2 Investigation of the utility of AFLP for Salmonella typing

2.1 Basis of the AFLP technique

Figure 1: Schematic diagram of the AFLP process

The AFLP method is based on selectively amplifying restriction fragments from a total digest of genomic DNA. Bacterial cells are lysed to release the genomic DNA, which can then be purified using any of a variety of methods prior to AFLP analysis. The first step of the fingerprinting process involves digesting DNA with two restriction enzymes to create fragments. Linkers (short synthetic pieces of DNA) are then ligated to the ends of the fragments. Two rounds of PCR are then performed; the first amplifies all fragments flanked with linkers; the second is a selective reaction that reduces the complexity of the mixture. The selective amplification employs two primers, one of which is fluorescently labelled to enable fragments to be resolved and detected by polyacrylamide gel electrophoresis using an ABI PRISM 377. A schematic diagram of the process is shown in Figure 1, and the details of the method we have employed are provided in Appendix A. The protocol is based on the AFLP™ Microbial Fingerprinting Protocol supplied by PE Applied Biosystems, which is based on the original method of Vos et al 3

Figure 2: AFLP profiles fractionated on a sequencing gel and electropherogram of a gel region

An example of a sequencing gel with AFLP profiles is shown in Figure 2. On this gel the profiles are generated with the EcoRI-0/MseI-C selective primer combination (blue fragments), and the internal size standard in each lane is visualised as red fragments. The fluorescent signals are read as the gel is run, and the data is then imported into GeneScan and Genotyper analysis software. The electropherogram in Figure 2 shows signal peaks in a region of the sequencing gel.

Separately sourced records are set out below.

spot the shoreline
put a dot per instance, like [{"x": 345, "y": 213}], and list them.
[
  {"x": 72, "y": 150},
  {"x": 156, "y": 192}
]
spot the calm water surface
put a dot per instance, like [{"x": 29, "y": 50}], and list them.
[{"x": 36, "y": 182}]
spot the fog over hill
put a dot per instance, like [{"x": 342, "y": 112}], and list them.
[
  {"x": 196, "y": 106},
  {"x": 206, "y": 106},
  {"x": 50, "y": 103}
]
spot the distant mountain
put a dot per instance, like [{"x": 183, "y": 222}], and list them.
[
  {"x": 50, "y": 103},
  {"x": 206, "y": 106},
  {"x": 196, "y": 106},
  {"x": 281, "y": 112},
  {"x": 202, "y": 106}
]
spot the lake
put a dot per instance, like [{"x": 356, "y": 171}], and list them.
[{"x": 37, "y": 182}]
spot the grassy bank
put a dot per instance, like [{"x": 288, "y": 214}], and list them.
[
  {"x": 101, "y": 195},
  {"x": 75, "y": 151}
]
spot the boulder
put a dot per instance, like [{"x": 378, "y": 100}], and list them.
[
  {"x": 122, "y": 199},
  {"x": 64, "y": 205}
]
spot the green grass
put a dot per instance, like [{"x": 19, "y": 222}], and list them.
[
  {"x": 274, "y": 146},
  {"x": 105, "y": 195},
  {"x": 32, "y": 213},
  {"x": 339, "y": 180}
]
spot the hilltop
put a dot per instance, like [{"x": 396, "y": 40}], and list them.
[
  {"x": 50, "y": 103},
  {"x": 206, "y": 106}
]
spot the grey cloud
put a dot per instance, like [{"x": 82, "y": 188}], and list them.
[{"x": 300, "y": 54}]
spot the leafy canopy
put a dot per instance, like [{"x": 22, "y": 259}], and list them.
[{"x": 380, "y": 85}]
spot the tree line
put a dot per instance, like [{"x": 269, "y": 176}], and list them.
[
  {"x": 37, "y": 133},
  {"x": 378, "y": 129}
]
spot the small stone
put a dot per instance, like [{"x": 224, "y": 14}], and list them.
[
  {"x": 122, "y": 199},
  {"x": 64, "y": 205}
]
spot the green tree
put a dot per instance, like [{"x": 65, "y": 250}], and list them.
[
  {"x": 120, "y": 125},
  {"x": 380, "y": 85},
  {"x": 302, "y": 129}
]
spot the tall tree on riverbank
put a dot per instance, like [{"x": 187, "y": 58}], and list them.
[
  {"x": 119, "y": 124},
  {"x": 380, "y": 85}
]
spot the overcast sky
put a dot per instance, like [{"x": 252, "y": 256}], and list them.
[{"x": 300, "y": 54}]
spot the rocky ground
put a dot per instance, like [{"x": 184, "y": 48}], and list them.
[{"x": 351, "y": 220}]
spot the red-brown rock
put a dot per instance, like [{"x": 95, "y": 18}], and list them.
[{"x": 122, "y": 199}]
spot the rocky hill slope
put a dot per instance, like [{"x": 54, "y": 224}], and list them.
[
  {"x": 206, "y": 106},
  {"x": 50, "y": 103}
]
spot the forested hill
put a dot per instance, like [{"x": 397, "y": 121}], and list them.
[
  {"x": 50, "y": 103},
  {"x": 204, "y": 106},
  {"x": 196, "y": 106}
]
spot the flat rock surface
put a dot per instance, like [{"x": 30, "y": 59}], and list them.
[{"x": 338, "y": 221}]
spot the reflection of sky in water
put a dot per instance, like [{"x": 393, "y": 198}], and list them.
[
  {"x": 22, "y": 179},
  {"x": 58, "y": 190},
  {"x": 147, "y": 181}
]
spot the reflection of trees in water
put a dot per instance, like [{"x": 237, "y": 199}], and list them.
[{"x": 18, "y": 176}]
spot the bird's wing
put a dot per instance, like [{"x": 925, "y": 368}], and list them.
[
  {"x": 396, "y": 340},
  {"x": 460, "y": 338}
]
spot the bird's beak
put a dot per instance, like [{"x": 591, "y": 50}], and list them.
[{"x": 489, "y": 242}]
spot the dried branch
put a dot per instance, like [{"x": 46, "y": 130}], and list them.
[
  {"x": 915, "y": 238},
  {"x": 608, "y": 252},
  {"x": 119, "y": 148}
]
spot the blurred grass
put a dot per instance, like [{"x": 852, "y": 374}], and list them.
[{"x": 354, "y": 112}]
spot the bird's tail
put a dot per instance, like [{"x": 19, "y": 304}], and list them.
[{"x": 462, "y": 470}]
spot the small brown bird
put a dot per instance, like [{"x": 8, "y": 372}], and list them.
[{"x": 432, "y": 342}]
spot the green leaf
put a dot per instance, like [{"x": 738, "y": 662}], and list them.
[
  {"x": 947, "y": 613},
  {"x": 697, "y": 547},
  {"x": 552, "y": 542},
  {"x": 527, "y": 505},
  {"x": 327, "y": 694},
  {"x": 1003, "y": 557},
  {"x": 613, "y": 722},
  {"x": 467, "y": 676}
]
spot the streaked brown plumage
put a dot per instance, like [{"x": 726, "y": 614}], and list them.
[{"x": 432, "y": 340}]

2.2  Optimisation of the AFLP methodology

The various stages of the AFLP process were optimised to ensure maximal reproducibility of the method, from culture of the strains for test, to DNA extraction, profile production and data analysis. The results of investigating the impact of the various parts of the process on the overall method are presented here.

2.2.1 Effect of Salmonella growth conditions on AFLP profiling

In order to determine whether growth conditions had any effect on DNA yield and AFLP profile quality, a test isolate was chosen from the catalogue, S. enteritidis 971669, and grown under aerated and static conditions (shaking at 200rpm). In addition three test strains were grown in rich media (Brain Heart Infusion) and minimal medium, and at three different temperatures (30oC, 37oC and 42oC). DNA was then extracted and profiled to assess any effects of the different growth conditions on AFLP profiles. AFLP profiles were not significantly different under the growth conditions examined. Although a few additional peaks were present in several of the samples these were not reproducibly observed and were attributable to differences in overall profile intensity that resulted in very weak peaks becoming detected as part of the profile. In conclusion, the AFLP profiles are independent of the growth conditions investigated.